Bodies hustle as we guide the gurney to the elevator, my hands still lodged inside the patient. I'm bouncing on the balls of my feet while we watch the numbers count down. I'm not fazed by elevators anymore; too many trips like this have desensitised me to the cramped space. The hospital's only four storeys high and yet it seems to take an eternity for the damn doors to slide open. Eventually they part and then we’re racing against time again.
"Inside, inside! Move!" The intern I sent to warn the O.R., Mikey, I think he's called, makes it just in time to catch the doors. "They know we’re coming?"
"Yeah."
"He's coding, doctor." Grace tells me this as the heart rate and BP monitors start screaming. I pull my hands out of the guy and grab hold of Mikey.
"Hold him together."
Mikey looks like a rabbit in the headlights when I gesture to the patient's wound. "Wh—what do you mean?"
I take both his hands and place them where I need them. "I mean hold this guy’s fucking intestines inside his body!”
Mikey may or may not obey the command. I don't waste any more time. I lean as far as I can over the patient and start compressing his chest.
One, two, three, four, five…
The powers that be decided a while back that you don't need to give an arresting patient any breaths. Keeping the heart pumping is the number one priority here. Grace is on it, anyway.
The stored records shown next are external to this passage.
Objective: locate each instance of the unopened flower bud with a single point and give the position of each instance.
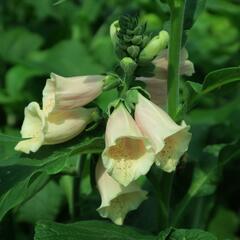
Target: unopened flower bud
(110, 82)
(133, 51)
(113, 32)
(153, 48)
(128, 65)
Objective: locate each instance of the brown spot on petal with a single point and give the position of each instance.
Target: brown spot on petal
(127, 148)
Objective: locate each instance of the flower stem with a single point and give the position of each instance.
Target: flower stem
(176, 28)
(177, 15)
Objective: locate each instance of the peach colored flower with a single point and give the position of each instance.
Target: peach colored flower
(117, 200)
(127, 154)
(64, 93)
(168, 139)
(57, 127)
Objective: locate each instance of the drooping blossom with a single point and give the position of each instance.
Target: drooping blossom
(169, 140)
(127, 154)
(116, 200)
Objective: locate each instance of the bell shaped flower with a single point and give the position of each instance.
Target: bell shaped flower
(127, 154)
(157, 85)
(57, 127)
(117, 200)
(168, 139)
(64, 93)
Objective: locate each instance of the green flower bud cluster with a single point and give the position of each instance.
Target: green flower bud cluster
(129, 37)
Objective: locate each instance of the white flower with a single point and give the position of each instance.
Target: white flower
(127, 154)
(57, 127)
(168, 139)
(117, 200)
(64, 93)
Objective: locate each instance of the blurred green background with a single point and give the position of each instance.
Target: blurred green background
(71, 38)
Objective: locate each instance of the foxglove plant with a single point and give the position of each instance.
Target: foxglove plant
(137, 132)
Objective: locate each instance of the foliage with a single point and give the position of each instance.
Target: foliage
(72, 38)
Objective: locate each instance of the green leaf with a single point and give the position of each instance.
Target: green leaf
(17, 43)
(10, 175)
(185, 234)
(204, 176)
(50, 160)
(21, 192)
(85, 230)
(44, 205)
(220, 77)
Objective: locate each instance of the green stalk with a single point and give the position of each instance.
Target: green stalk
(177, 15)
(177, 8)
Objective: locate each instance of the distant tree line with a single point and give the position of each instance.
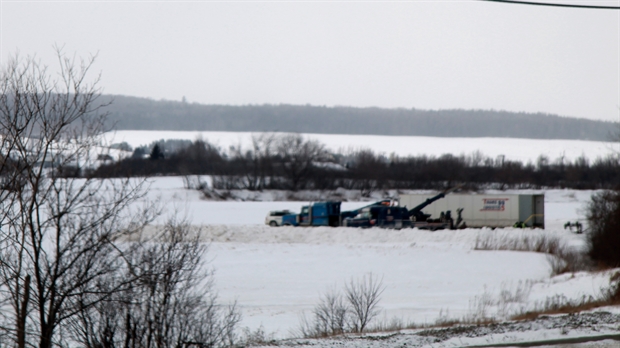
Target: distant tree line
(131, 113)
(292, 162)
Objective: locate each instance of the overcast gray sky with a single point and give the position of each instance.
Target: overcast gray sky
(422, 54)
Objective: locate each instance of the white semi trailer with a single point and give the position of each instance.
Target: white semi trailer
(485, 210)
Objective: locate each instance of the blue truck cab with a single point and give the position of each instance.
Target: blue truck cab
(315, 214)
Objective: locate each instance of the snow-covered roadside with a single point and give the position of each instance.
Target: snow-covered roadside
(276, 274)
(601, 327)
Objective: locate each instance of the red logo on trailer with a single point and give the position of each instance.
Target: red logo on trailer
(493, 204)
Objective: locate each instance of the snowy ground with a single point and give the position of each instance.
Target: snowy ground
(277, 274)
(514, 149)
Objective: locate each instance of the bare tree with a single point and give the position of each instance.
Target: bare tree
(298, 157)
(364, 296)
(57, 233)
(352, 312)
(170, 304)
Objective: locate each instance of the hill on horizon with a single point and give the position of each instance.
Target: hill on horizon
(132, 113)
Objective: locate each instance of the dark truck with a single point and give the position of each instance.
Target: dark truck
(385, 214)
(389, 215)
(323, 214)
(315, 214)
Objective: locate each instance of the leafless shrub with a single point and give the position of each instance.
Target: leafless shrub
(603, 215)
(257, 337)
(561, 257)
(339, 313)
(364, 296)
(170, 303)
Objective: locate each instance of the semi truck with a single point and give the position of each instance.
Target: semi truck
(487, 210)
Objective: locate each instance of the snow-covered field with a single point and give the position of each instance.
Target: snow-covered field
(277, 274)
(514, 149)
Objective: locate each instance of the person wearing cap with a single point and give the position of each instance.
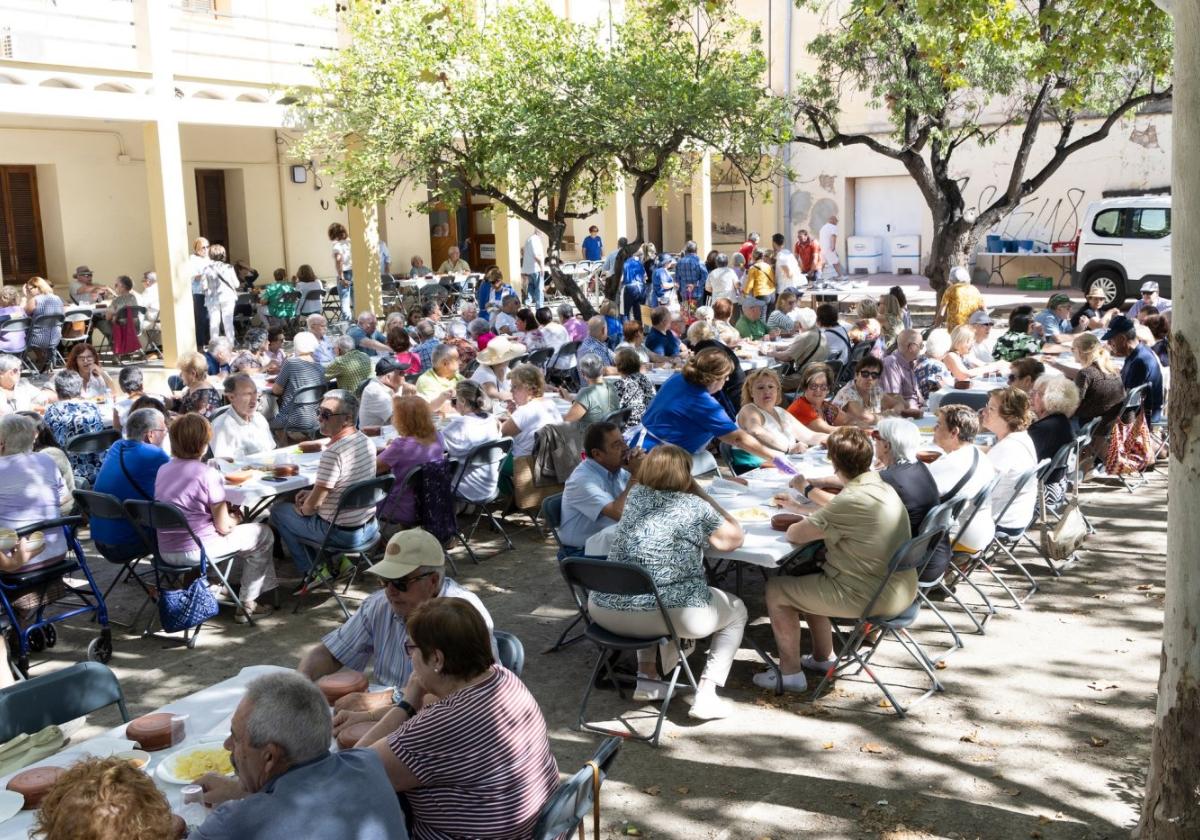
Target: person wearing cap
(1141, 365)
(959, 300)
(241, 431)
(1055, 318)
(82, 288)
(411, 573)
(1149, 298)
(492, 373)
(375, 406)
(750, 324)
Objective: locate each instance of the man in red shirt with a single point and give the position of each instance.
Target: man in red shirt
(748, 247)
(808, 252)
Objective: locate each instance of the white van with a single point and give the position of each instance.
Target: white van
(1125, 243)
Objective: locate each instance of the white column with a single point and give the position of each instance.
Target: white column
(702, 204)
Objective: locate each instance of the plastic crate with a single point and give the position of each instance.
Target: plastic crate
(1035, 283)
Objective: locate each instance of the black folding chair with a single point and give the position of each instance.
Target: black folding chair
(40, 633)
(366, 493)
(850, 635)
(106, 507)
(586, 575)
(154, 516)
(57, 697)
(484, 456)
(576, 797)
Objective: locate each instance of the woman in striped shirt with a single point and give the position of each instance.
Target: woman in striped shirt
(468, 744)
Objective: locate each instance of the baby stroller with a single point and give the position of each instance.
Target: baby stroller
(73, 600)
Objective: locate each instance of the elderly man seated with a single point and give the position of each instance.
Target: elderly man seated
(594, 495)
(288, 783)
(348, 459)
(411, 573)
(375, 408)
(367, 339)
(16, 395)
(438, 382)
(130, 472)
(351, 367)
(426, 342)
(318, 325)
(241, 431)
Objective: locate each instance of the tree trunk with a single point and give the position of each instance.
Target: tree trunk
(1171, 808)
(954, 241)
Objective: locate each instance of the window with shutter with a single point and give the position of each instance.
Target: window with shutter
(22, 250)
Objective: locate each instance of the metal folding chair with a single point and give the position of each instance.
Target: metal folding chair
(367, 493)
(57, 697)
(586, 575)
(485, 455)
(155, 516)
(575, 798)
(912, 555)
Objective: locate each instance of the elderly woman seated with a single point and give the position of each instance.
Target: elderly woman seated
(199, 493)
(685, 412)
(666, 525)
(862, 527)
(466, 731)
(598, 399)
(71, 415)
(763, 417)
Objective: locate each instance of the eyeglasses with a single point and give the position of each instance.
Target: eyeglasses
(402, 583)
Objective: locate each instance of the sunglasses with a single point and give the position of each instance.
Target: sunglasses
(402, 583)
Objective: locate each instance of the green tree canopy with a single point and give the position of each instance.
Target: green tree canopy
(957, 72)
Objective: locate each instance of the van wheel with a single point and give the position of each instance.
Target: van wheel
(1111, 283)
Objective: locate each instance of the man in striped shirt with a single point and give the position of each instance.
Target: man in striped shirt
(348, 459)
(411, 573)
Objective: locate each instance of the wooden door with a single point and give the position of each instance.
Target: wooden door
(210, 198)
(22, 250)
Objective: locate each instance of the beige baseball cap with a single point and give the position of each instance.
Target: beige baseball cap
(407, 551)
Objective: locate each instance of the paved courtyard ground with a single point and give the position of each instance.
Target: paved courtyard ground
(1043, 730)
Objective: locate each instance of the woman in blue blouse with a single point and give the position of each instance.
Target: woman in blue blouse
(666, 525)
(685, 412)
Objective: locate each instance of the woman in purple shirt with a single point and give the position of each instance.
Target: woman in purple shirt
(198, 491)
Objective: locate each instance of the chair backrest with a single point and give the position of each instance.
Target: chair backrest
(510, 649)
(574, 799)
(58, 697)
(91, 442)
(972, 400)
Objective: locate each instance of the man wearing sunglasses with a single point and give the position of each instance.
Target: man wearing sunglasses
(411, 573)
(348, 457)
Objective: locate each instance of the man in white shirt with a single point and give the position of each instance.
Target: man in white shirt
(375, 407)
(241, 431)
(533, 267)
(828, 240)
(505, 321)
(723, 281)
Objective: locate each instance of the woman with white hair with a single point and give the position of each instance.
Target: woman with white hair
(931, 371)
(298, 372)
(597, 400)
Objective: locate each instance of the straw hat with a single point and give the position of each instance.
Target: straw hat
(499, 351)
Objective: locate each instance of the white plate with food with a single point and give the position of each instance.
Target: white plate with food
(195, 760)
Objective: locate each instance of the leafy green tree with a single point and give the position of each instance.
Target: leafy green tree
(953, 73)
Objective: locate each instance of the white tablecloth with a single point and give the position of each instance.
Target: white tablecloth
(209, 712)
She starts bagging him, forcing regular gusts of oxygen into his lungs, and I grunt over my work.
The doors open again.
"Okay, let's move." I can't compress and run at the same time, so I hop up onto the foot rail at the bottom of the gurney and hitch a ride to the O.R. I used to see doctors do this back when I was as green as Mikey and I could never picture myself being composed enough to be that person. A lot has changed over the past four years, though.